EPR technology being installed at NPP projects in Flamanville (France), Olkiluoto (Finland) and Taishan (China) that have run over-budget and behind schedule. At Flamanville, Bouygues had to correct flaws in some walls and other parts of the plant, with CEO Martin Bouygues calling the model “extremely complex” to build, notably because the quantity of steel used made the pouring of concrete difficult. French regulator Autorité de Sûreté Nucléaire temporarily halted construction at the plant in 2008 due to problems with the quality of the concrete reinforcement used.

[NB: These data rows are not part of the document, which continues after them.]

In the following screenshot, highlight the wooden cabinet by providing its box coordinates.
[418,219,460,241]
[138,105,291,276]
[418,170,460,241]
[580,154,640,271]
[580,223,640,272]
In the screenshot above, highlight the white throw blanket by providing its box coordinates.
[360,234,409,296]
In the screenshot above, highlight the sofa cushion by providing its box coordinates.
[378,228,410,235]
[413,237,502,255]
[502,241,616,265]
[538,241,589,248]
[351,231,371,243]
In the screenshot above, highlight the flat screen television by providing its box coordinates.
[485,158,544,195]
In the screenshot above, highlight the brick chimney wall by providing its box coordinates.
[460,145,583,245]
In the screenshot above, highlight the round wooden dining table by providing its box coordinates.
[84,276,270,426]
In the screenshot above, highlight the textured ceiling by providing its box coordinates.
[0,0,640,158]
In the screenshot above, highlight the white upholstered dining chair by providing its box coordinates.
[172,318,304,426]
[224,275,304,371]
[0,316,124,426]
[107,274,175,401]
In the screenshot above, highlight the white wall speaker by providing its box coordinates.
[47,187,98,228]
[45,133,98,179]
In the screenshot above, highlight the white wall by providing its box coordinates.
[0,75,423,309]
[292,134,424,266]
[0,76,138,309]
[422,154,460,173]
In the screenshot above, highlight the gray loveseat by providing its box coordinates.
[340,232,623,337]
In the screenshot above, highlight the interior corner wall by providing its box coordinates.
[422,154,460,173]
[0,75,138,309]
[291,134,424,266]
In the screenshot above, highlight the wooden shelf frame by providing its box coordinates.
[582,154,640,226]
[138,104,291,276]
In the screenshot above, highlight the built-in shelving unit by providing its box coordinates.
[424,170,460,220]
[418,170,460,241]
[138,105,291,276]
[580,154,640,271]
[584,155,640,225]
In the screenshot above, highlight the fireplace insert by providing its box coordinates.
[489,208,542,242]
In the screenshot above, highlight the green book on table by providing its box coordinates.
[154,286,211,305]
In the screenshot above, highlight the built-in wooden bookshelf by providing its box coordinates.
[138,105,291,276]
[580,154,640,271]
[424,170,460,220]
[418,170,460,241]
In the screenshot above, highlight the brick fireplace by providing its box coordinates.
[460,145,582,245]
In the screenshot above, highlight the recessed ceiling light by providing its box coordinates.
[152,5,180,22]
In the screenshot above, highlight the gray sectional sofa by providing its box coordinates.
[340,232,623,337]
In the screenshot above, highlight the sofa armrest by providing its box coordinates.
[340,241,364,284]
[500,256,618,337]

Bouygues first started digging at that site in September, 2006 and the reactor is now scheduled to start up in the fourth quarter of 2018, six years behind schedule and for a total cost that has tripled to €10.5bn.
In Finland, unit 3 of Teollisuuden Voima Oyj’s unit 3 has been plagued by delays and is now nine-years behind schedule In September 2014, Areva announced that the unit was on track for completion in mid-2016. However, costs have increased from and original estimate of $3.3bn to $9.3bn and the plant is now scheduled to start up in late 2018. Units 1 and 2 of China’s Taishan NPP have faced delays due to safety issues Construction of Taishan 1 began in November 2009, and Taishan 2 in April 2010. The plants were scheduled to begin operating in 2014 and 2015 but are now expected to begin operating later this year, about three years behind schedule.